- DVD cover
- Directed by: Radha Mohan
- Written by: Viji (dialogues)
- Screenplay by: Radha Mohan
- Story by: Radha Mohan
- Produced by: A. M. Rathnam
- Starring: Ravi Krishna Gopika Revathi Prakash Raj
- Cinematography: Srinivas
- Edited by: Mu. Kasi Vishwanathan
- Music by: Vidyasagar
- Distributed by: Sri Surya Movies
- Release date: 15 August 2005;
- Country: India
- Language: Tamil

= Ponniyin Selvan (2005 film) =

2005 film by Radha Mohan

Ponniyin Selvan is a 2005 Indian Tamil-language drama film written and directed by Radha Mohan. Produced by A. M. Rathnam, it stars his son Ravi Krishna, along with Gopika and Revathi, while Vidyasagar composed the music for the film. The film is unrelated to the same-titled novel by Kalki Krishnamurthy. It was released in Telugu as Muddula Koduku and additionally featured Uttej and Venu Madhav replacing the Tamil actors Elango Kumaravel and Mayilsamy, respectively.

==Plot==
Venu is a middle-class young man who lives in a middle-class area. His life revolves around his mother, sister, neighbor and friends. He has an inferiority complex because of the scar on his face. One fateful day, Venu decides to have plastic surgery to remove the scar. In order to raise money for his operation, he takes up part-time jobs. He becomes harsh and cold and starts to behave strangely with his family and friends. This new Venu shocks everyone around him. The rest of the story is about what he realizes in the process of getting his new face job.

== Production ==
A colony set was erected by art director Vairabalan in Nanakram Guda Cine Village, Hyderabad in fifteen days.

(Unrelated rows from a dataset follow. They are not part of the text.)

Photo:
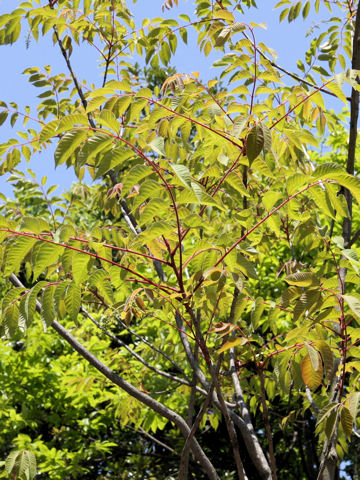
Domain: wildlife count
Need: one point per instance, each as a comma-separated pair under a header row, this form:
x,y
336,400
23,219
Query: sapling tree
x,y
219,237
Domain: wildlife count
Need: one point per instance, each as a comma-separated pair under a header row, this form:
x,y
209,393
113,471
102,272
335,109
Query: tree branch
x,y
142,397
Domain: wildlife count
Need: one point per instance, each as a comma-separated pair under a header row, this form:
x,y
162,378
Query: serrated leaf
x,y
158,145
134,176
44,255
327,357
16,252
270,199
314,356
73,300
235,181
312,378
100,280
68,144
302,279
79,266
183,173
258,139
47,305
346,421
29,303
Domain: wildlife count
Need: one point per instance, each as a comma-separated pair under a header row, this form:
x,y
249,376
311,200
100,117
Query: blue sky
x,y
287,39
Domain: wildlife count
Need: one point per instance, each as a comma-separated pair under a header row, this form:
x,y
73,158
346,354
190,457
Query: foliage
x,y
220,238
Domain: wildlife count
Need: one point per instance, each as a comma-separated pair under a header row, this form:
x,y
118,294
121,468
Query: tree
x,y
220,238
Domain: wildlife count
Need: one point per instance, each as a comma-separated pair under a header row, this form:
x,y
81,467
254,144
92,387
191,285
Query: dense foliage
x,y
209,278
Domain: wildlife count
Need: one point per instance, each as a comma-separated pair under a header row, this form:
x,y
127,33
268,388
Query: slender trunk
x,y
329,458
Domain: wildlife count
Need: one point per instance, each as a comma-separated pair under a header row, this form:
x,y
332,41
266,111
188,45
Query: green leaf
x,y
44,255
47,306
258,140
28,305
79,266
236,182
346,421
312,378
73,300
16,252
314,356
302,279
352,403
327,357
134,176
183,173
100,280
21,463
68,144
231,343
158,146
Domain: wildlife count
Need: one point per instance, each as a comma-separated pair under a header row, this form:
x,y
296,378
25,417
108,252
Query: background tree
x,y
217,253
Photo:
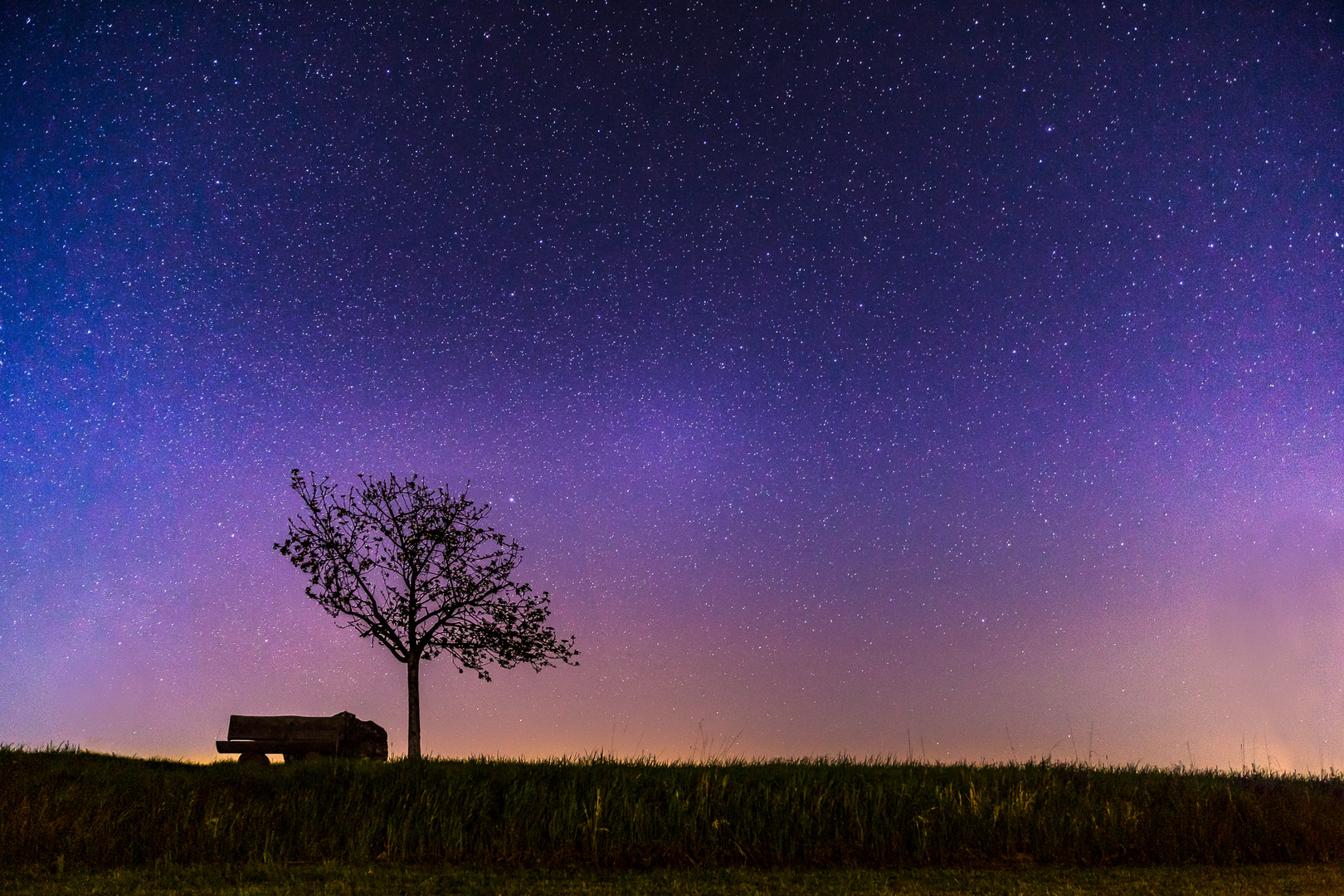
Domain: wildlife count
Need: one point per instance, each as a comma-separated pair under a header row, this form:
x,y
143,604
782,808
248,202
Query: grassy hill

The song "Thachukko Thachukko" was choreographed by Pony Verma was also shot at that location.

==Soundtrack==

| Song title | Singers | Lyrics |
| "Siruthooral" | Sadhana Sargam, Srinivas | Vaali |
| "Kadhal Poonga" | Udit Narayan, Sujatha Mohan | P. Vijay |
| "Kola Kolayaa" | KK, Sujatha Mohan |
| "Do Re Me" | Kunal Ganjawala, Benny Dayal, Arjun |
| "Vennilaa" | Harish Raghavendra, Cicilly |
| "Thachukko Thachukko" | Anuradha Sriram, Mathangi |

== Critical reception ==
Malini Mannath of Chennai Online wrote, "A fairly neatly packaged film if you want to go in for something different". Sify wrote that "On the whole Ponniyin Selvan is a sweet and sentimental family drama that moves at a leisurely pace". Malathi Rangarajan from The Hindu wrote, "Creator Radha Mohan has done it again. With almost the entire technical team of his debut film in tow, Radha returns to prove that his `Azhagiya Theeyae' was not a mere flash in the pan". Lajjavathi of Kalki praised the dialogues of Viji, Gopika's performance but panned the unnecessary commercial inclusions however praised the director for boldly narrating a tale of a youngster's struggles and brickbats in society for the screen.